Carta ao Presidente Eleito Lula da Silva

30 de dezembro de 2002

Luiz Inácio Lula da Silva
Presidente Eleito da República Federativa do Brasil
Ministério das Relações Exteriores
GTP Posse 2003
Palácio Itamaraty, Salas A & B
70170-900 - Brasília -DF
Brazil
Via Fax: (0115561) 323-4730

Excelentíssimo Senhor Presidente Eleito:

Escrevo em nome da organização Human Rights Watch para pedir que seu governo se comprometa a fortalecer o respeito pelos direitos humanos no Brasil. Conhecendo sua luta de longa data pelo bem-estar das populações marginalizadas, confiamos em que o senhor compartilha de nossa convicção de que há muito a ser feito para resolver os problemas crônicos de direitos humanos que afetam a vida de muitos brasileiros.

Como o senhor deve saber, Human Rights Watch fiscaliza o respeito aos direitos humanos em mais de setenta países no mundo todo. A divisão americana da organização, anteriormente conhecida como Americas Watch, foi fundada em 1981 e vem acompanhando as condições dos direitos humanos no Brasil desde 1987, ano em que publicamos Violência Policial no Brasil: Execuções Sumárias e Tortura em São Paulo e Rio de Janeiro.

O presidente Fernando Henrique Cardoso deu passos importantes para identificar e reconhecer os problemas dos direitos humanos no país. Seu governo também fez progressos no sentido de articular políticas que pudessem resolver esses problemas. Os Planos dos Direitos Humanos de 1996 e 2002, por exemplo, continham recomendações detalhadas para melhorar as práticas de direitos humanos em inúmeras áreas. Infelizmente, porém, não se fez muito progresso na implementação dessas recomendações - devido em larga medida ao insucesso do atual presidente em fazer passar a legislação necessária no Congresso. O desafio que seu governo enfrenta agora é o de trabalhar com o Legislativo para levar a política de direitos humanos do Brasil do diagnóstico à prática.

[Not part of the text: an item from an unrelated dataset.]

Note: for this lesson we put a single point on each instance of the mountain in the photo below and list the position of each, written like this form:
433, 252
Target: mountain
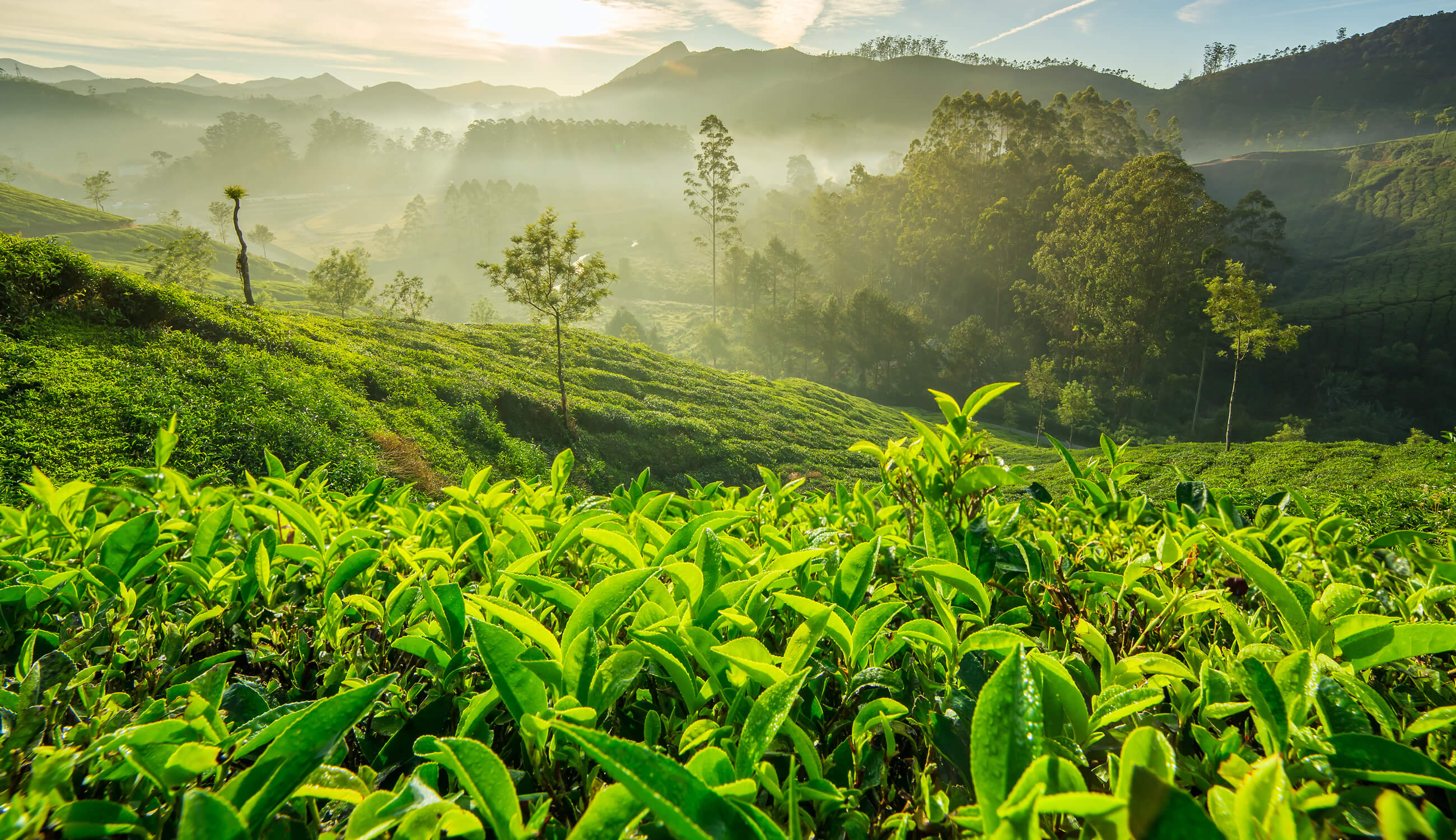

Nesse sentido, gostaríamos de chamar sua atenção para diversas questões graves que acreditamos deveriam ser prioridade do programa de direitos humanos de seu governo: trabalho forçado, condições das prisões, jurisdição federal sobre crimes contra os direitos humanos e acesso a tratamento para pessoas com HIV/aids. Embora esses não sejam certamente os únicos problemas de direitos humanos que requerem atenção, representam áreas nas quais acreditamos que é possível - e se deveria - alcançar progresso significativo no seu primeiro ano como presidente.

O uso de trabalhos forçados na pecuária e na indústria madeireira é um problema deplorável que exige uma resposta agressiva do governo brasileiro. Segundo a Comissão Pastoral da Terra da Igreja Católica, havia pelo menos 25.000 pessoas trabalhando em regime de trabalho forçado no Brasil em 2002, muitas vezes com a tolerância das autoridades locais. No governo do Presidente Cardoso, a Secretaria de Fiscalização do Ministério do Trabalho (Sefit) criou um Grupo Especial de Fiscalização Móvel para investigar e punir casos de trabalhos forçados. No começo deste ano, o Sefit anunciou ter libertado 1.400 trabalhadores em regime de trabalho forçado, muitos deles malnutridos e sofrendo de doenças potencialmente fatais, como malária e hepatite. Apesar das realizações da Sefit, é necessário fazer mais para erradicar a prática do trabalho forçado.

Com esse objetivo em mente, gostaríamos de vê-lo empenhado em apoiar leis que respaldem os esforços de combate a essa prática. Uma delas é a proposta de Reforma do Judiciário perante o Congresso que, entre outras coisas, daria uma definição mais precisa ao crime de trabalhos forçados no Código Penal do país, bem como estabeleceria punição mais severa para os envolvidos nessas práticas. Uma outra é o projeto de lei que autorizaria a expropriação de fazendas em que se comprove o emprego de trabalho forçado.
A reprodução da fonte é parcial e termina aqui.